Das Weiße Haus kritisiert die europäischen Führer für uneindeutige Maßnahmen im Krieg in der Ukraine
Nach Angaben von inkorr.com: Hohe Beamte des Weißen Hauses sind der Ansicht, dass europäische Führer offen die Bemühungen von Präsident Trump zur Beendigung des Krieges in der Ukraine unterstützen, gleichzeitig aber heimlich versuchen, den Fortschritt zu untergraben, der hinter den Kulissen des Alaskas-Gipfels erzielt wurde, berichtet Axios.
Das Weiße Haus hat das US-Finanzministerium gebeten, eine Liste möglicher Sanktionen vorzubereiten, die europäische Länder gegen Russland verhängen könnten.
Konflikte und Missverständnisse führen zu Misserfolgen
Zwei Wochen nach dem Treffen zwischen Präsident Trump und dem russischen Führer Wladimir Putin sind keine bedeutenden Fortschritte in den Beziehungen zur Beendigung des Krieges zu beobachten.
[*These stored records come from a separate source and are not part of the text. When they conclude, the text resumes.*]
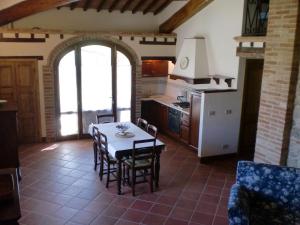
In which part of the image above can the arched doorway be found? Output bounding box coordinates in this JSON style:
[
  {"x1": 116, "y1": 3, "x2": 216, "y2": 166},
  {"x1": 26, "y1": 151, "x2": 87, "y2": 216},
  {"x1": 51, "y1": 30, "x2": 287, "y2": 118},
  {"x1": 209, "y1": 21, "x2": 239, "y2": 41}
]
[{"x1": 56, "y1": 42, "x2": 134, "y2": 139}]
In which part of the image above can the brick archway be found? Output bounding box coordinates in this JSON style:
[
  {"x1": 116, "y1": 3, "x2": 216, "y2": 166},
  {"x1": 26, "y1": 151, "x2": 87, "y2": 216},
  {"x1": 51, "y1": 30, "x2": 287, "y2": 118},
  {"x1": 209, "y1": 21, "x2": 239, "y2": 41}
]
[{"x1": 43, "y1": 35, "x2": 141, "y2": 141}]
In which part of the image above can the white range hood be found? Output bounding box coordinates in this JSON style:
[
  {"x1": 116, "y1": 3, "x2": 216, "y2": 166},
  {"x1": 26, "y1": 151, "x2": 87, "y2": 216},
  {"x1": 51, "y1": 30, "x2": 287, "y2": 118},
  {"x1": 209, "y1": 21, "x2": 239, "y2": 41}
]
[{"x1": 171, "y1": 37, "x2": 209, "y2": 83}]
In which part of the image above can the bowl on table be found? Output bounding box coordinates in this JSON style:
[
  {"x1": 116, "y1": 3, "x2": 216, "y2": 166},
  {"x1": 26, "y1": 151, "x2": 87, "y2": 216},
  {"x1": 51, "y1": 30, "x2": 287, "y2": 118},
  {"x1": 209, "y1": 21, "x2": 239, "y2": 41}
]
[{"x1": 116, "y1": 123, "x2": 130, "y2": 134}]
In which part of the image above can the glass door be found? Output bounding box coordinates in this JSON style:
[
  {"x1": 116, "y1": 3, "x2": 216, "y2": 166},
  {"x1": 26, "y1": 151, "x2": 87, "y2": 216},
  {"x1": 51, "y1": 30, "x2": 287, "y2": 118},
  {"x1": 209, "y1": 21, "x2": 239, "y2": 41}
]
[
  {"x1": 81, "y1": 45, "x2": 113, "y2": 134},
  {"x1": 58, "y1": 50, "x2": 79, "y2": 137},
  {"x1": 57, "y1": 43, "x2": 133, "y2": 139},
  {"x1": 117, "y1": 51, "x2": 132, "y2": 122}
]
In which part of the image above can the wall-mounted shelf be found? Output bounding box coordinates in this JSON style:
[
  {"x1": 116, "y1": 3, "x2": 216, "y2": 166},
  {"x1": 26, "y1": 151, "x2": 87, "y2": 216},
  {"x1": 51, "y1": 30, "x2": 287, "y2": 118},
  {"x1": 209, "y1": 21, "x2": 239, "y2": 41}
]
[
  {"x1": 169, "y1": 74, "x2": 235, "y2": 87},
  {"x1": 169, "y1": 74, "x2": 211, "y2": 84}
]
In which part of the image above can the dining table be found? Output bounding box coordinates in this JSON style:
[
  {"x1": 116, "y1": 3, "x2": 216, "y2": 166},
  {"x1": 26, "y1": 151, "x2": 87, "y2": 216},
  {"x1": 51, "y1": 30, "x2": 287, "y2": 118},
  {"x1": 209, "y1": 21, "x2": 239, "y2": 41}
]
[{"x1": 88, "y1": 122, "x2": 165, "y2": 195}]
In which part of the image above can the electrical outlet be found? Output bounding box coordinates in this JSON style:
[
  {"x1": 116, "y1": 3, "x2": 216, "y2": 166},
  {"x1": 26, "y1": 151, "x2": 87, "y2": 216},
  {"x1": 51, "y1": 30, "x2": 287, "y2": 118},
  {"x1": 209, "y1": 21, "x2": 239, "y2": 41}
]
[
  {"x1": 225, "y1": 109, "x2": 232, "y2": 115},
  {"x1": 209, "y1": 111, "x2": 216, "y2": 116}
]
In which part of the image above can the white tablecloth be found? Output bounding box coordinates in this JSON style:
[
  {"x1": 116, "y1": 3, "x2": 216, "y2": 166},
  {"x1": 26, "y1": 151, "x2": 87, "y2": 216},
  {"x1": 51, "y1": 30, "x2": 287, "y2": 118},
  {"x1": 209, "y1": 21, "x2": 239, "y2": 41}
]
[{"x1": 88, "y1": 122, "x2": 164, "y2": 158}]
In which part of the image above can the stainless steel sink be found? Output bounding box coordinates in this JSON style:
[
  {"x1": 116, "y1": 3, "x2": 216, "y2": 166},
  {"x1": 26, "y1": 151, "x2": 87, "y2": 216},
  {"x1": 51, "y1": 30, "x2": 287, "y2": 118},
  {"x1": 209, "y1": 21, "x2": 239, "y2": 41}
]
[{"x1": 172, "y1": 102, "x2": 190, "y2": 109}]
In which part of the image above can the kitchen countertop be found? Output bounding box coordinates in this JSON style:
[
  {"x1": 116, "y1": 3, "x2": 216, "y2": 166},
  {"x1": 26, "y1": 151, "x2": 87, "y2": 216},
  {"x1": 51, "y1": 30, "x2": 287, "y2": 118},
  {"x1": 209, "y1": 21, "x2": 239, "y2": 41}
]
[{"x1": 141, "y1": 95, "x2": 190, "y2": 115}]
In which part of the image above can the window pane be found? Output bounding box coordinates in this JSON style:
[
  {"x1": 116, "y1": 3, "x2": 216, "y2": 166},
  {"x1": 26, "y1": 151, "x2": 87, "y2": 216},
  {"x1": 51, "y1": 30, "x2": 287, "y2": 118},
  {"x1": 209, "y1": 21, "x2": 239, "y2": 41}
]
[
  {"x1": 58, "y1": 51, "x2": 78, "y2": 136},
  {"x1": 81, "y1": 45, "x2": 113, "y2": 133},
  {"x1": 117, "y1": 51, "x2": 131, "y2": 122}
]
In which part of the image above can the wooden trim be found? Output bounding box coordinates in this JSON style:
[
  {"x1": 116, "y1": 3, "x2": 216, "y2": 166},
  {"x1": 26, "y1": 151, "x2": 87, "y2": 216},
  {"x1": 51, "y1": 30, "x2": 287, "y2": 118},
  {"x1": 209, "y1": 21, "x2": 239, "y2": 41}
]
[
  {"x1": 0, "y1": 56, "x2": 44, "y2": 60},
  {"x1": 159, "y1": 0, "x2": 214, "y2": 33},
  {"x1": 141, "y1": 56, "x2": 176, "y2": 64},
  {"x1": 234, "y1": 36, "x2": 266, "y2": 43},
  {"x1": 236, "y1": 47, "x2": 265, "y2": 59},
  {"x1": 0, "y1": 28, "x2": 177, "y2": 38},
  {"x1": 0, "y1": 38, "x2": 46, "y2": 43},
  {"x1": 0, "y1": 0, "x2": 80, "y2": 26},
  {"x1": 169, "y1": 74, "x2": 211, "y2": 84},
  {"x1": 140, "y1": 38, "x2": 176, "y2": 45}
]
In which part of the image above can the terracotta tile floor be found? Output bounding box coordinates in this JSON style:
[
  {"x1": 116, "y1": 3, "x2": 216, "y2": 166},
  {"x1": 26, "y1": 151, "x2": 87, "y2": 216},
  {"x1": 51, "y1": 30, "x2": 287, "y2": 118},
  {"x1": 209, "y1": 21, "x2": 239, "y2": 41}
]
[{"x1": 17, "y1": 135, "x2": 237, "y2": 225}]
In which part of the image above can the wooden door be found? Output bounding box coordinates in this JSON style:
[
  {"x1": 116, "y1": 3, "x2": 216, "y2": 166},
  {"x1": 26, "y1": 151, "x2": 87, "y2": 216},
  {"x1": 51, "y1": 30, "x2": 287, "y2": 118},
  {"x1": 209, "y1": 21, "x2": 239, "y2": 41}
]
[
  {"x1": 0, "y1": 62, "x2": 16, "y2": 104},
  {"x1": 0, "y1": 60, "x2": 40, "y2": 143},
  {"x1": 239, "y1": 59, "x2": 264, "y2": 159}
]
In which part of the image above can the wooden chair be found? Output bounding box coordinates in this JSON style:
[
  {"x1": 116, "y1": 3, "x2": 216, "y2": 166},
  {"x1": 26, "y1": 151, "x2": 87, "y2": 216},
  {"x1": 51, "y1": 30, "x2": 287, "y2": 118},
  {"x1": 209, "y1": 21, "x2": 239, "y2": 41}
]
[
  {"x1": 92, "y1": 126, "x2": 100, "y2": 170},
  {"x1": 96, "y1": 131, "x2": 118, "y2": 188},
  {"x1": 0, "y1": 168, "x2": 21, "y2": 225},
  {"x1": 147, "y1": 124, "x2": 158, "y2": 138},
  {"x1": 137, "y1": 118, "x2": 148, "y2": 131},
  {"x1": 96, "y1": 113, "x2": 115, "y2": 124},
  {"x1": 123, "y1": 139, "x2": 156, "y2": 196}
]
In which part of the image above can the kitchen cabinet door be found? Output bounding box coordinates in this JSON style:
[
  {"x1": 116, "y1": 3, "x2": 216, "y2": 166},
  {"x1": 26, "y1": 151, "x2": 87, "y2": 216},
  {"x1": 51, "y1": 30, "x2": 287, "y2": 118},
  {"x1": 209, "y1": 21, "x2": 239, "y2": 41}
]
[
  {"x1": 142, "y1": 60, "x2": 168, "y2": 77},
  {"x1": 190, "y1": 93, "x2": 201, "y2": 149}
]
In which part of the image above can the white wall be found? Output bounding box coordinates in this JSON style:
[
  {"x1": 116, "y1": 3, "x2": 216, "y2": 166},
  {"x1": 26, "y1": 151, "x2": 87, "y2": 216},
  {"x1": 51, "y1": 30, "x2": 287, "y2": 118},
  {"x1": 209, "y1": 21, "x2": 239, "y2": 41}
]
[
  {"x1": 162, "y1": 0, "x2": 244, "y2": 98},
  {"x1": 199, "y1": 91, "x2": 242, "y2": 157},
  {"x1": 175, "y1": 0, "x2": 244, "y2": 76},
  {"x1": 13, "y1": 8, "x2": 159, "y2": 32},
  {"x1": 0, "y1": 33, "x2": 176, "y2": 137}
]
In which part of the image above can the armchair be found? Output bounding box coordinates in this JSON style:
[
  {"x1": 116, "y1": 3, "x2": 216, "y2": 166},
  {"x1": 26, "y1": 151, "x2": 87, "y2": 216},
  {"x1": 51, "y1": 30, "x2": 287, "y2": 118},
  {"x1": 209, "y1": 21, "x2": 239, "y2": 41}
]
[{"x1": 228, "y1": 161, "x2": 300, "y2": 225}]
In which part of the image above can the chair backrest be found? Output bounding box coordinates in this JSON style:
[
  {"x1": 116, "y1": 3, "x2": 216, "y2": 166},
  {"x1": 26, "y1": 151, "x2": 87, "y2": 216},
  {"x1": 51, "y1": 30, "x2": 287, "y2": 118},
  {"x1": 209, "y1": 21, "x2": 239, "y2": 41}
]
[
  {"x1": 236, "y1": 161, "x2": 300, "y2": 209},
  {"x1": 137, "y1": 118, "x2": 148, "y2": 131},
  {"x1": 96, "y1": 114, "x2": 115, "y2": 124},
  {"x1": 132, "y1": 139, "x2": 156, "y2": 167},
  {"x1": 92, "y1": 125, "x2": 99, "y2": 142},
  {"x1": 147, "y1": 124, "x2": 158, "y2": 138},
  {"x1": 96, "y1": 130, "x2": 110, "y2": 160}
]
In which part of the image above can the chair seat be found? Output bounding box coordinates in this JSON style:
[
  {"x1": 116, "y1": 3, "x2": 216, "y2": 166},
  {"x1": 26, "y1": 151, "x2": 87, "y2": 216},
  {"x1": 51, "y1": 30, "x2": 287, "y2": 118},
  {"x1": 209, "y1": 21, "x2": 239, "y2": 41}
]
[
  {"x1": 103, "y1": 152, "x2": 117, "y2": 163},
  {"x1": 124, "y1": 158, "x2": 152, "y2": 168}
]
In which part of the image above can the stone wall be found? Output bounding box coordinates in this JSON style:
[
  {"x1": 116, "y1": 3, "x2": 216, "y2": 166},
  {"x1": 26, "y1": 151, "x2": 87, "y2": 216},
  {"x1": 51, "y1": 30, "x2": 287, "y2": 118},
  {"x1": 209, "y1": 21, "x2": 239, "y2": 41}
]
[
  {"x1": 254, "y1": 0, "x2": 300, "y2": 165},
  {"x1": 287, "y1": 67, "x2": 300, "y2": 168}
]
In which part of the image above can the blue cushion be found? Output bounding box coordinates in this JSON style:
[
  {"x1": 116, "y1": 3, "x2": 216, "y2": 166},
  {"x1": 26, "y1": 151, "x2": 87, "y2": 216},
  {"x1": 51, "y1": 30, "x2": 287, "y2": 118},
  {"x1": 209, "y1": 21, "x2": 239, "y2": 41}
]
[{"x1": 228, "y1": 161, "x2": 300, "y2": 225}]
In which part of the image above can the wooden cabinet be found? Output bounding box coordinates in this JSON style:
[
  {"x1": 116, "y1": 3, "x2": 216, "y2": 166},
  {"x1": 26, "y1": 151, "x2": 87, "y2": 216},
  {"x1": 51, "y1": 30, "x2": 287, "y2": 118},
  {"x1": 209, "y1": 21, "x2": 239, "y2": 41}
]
[
  {"x1": 142, "y1": 100, "x2": 192, "y2": 144},
  {"x1": 142, "y1": 60, "x2": 168, "y2": 77},
  {"x1": 180, "y1": 113, "x2": 190, "y2": 144},
  {"x1": 190, "y1": 93, "x2": 201, "y2": 149},
  {"x1": 141, "y1": 100, "x2": 168, "y2": 133},
  {"x1": 0, "y1": 105, "x2": 19, "y2": 169}
]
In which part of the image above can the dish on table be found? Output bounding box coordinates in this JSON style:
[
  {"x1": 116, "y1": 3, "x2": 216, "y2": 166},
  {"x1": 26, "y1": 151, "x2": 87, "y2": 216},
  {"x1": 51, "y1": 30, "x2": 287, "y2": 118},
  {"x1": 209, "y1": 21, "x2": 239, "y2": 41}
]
[{"x1": 115, "y1": 131, "x2": 135, "y2": 138}]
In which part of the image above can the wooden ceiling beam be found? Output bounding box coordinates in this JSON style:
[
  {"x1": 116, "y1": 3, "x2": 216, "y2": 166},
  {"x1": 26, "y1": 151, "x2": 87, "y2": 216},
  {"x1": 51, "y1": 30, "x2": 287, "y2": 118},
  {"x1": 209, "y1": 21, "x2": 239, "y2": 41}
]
[
  {"x1": 70, "y1": 1, "x2": 79, "y2": 10},
  {"x1": 143, "y1": 0, "x2": 157, "y2": 14},
  {"x1": 109, "y1": 0, "x2": 120, "y2": 12},
  {"x1": 83, "y1": 0, "x2": 92, "y2": 11},
  {"x1": 132, "y1": 0, "x2": 144, "y2": 14},
  {"x1": 97, "y1": 0, "x2": 106, "y2": 12},
  {"x1": 159, "y1": 0, "x2": 214, "y2": 33},
  {"x1": 154, "y1": 0, "x2": 172, "y2": 15},
  {"x1": 0, "y1": 0, "x2": 80, "y2": 26},
  {"x1": 120, "y1": 0, "x2": 132, "y2": 13}
]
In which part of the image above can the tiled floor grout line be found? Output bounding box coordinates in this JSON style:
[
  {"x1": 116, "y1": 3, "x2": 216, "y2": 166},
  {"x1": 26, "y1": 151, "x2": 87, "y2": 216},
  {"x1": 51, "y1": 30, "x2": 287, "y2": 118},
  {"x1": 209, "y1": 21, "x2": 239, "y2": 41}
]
[
  {"x1": 210, "y1": 171, "x2": 227, "y2": 225},
  {"x1": 188, "y1": 164, "x2": 214, "y2": 225}
]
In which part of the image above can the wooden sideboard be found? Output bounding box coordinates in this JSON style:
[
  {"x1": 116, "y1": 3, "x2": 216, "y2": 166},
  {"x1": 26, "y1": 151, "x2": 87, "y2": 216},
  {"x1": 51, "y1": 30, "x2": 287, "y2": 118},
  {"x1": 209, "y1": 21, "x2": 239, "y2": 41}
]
[{"x1": 0, "y1": 104, "x2": 19, "y2": 170}]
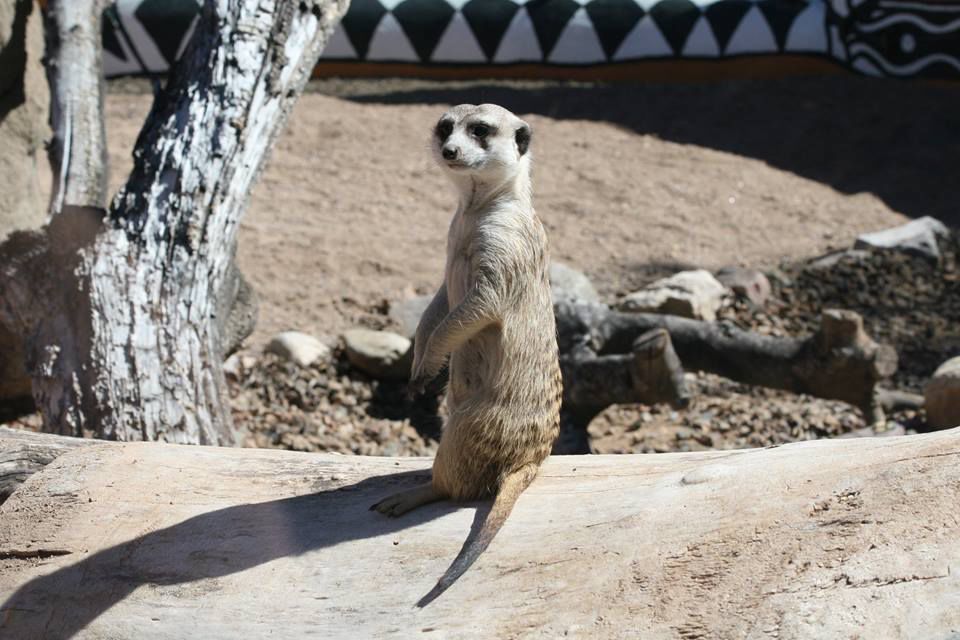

Enttäuschte Berater von Trump sind der Meinung, dass die Verantwortung dafür bei den europäischen Verbündeten und nicht bei Trump oder Putin liegt.
Hohe Beamte des Weißen Hauses verlieren die Geduld mit den europäischen Führern, die beschuldigt werden, die Ukraine dazu zu drängen, unrealistische territoriale Zugeständnisse von Russland zu erwarten.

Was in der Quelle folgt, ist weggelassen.